MANAGING A COPPICED EUCALYPT FOREST

Updated: Apr 29, 2018

In Australia we really need to get back to our European roots of coppiced forest systems.


As Darren Doherty states, we push out the stump after we cut the tree, when the eucalypts coppice beautifully.

Ben Law, author of The Woodland Way, also talks about the various products that come from a coppiced forest in England.

In my travels to Morocco, I have seen quite clearly the value of coppicing, where there are eucalyptus trees coppiced about every five years for firewood, simple structures and formwork props for construction, just to name a few uses.

Eucalyptus oil that we all know so well comes from a coppice system. In my childhood my father cut and distilled eucalyptus oil in a four year coppice rotation — the same as his father and his father did, so you can see how perpetual this system is.

So it is in my opinion we really need to examine this behaviour, and hopefully this article can help you get a better understanding of the value of coppicing and maintaining the structure and services of a forest while having a continuous harvest of varying products, instead of one harvest every 30+ years and clear-felling the lot, only to replant.

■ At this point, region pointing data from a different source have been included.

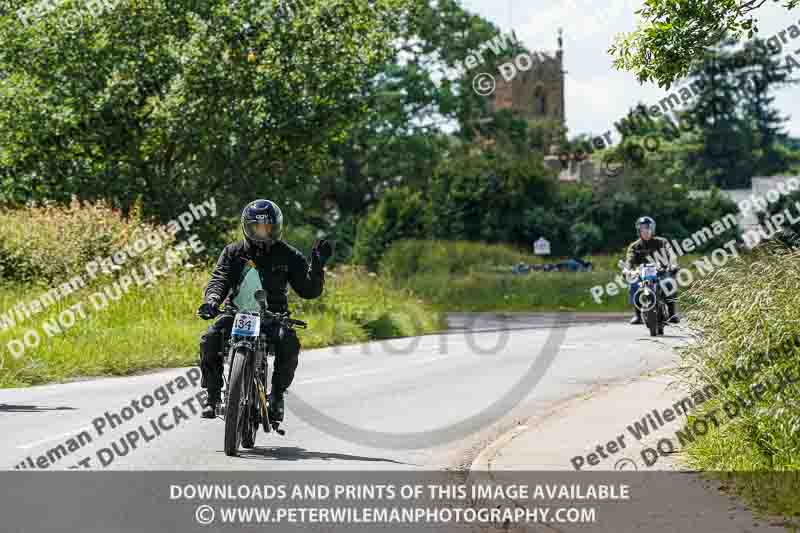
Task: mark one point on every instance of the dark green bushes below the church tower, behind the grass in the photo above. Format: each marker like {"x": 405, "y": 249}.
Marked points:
{"x": 494, "y": 195}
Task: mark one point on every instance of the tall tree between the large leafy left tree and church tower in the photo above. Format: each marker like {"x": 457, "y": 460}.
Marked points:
{"x": 398, "y": 139}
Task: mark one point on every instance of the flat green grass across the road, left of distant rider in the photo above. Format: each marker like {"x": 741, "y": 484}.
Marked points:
{"x": 472, "y": 276}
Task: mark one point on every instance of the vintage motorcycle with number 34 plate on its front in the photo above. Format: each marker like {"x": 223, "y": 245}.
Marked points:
{"x": 245, "y": 396}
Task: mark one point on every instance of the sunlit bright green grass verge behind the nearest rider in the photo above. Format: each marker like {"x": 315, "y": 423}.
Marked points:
{"x": 156, "y": 328}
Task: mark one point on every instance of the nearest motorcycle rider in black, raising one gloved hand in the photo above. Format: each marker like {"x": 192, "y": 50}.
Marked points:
{"x": 261, "y": 260}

Of course there is the argument that coppiced trees are of a lesser quality, due to the un-proportioned root mass, making the tree grow too fast and having less density in the wood, but as any carpenter in Australia would admit, the pine from plantations we use for our home constructions is rubbish.

Note site history: My father cut mill logs off this site some 40+ years ago and my uncle cut mine props off this site some 25+ years ago. Nearly all the trees that you can see in this picture have been coppiced.




 regrowth from a coppiced tree
year old regrowth from a coppiced tree, recently pruned to a single stem.

Coppiced regrowth before pruning
Coppiced regrowth before pruning

coppiced regrowth after pruning to single stem.
After pruning to single stem. Once the main tree is removed this stem will rocket away!

I like to describe pruning as being like steering traffic — you’re just directing energy flows, choosing what to keep and favour.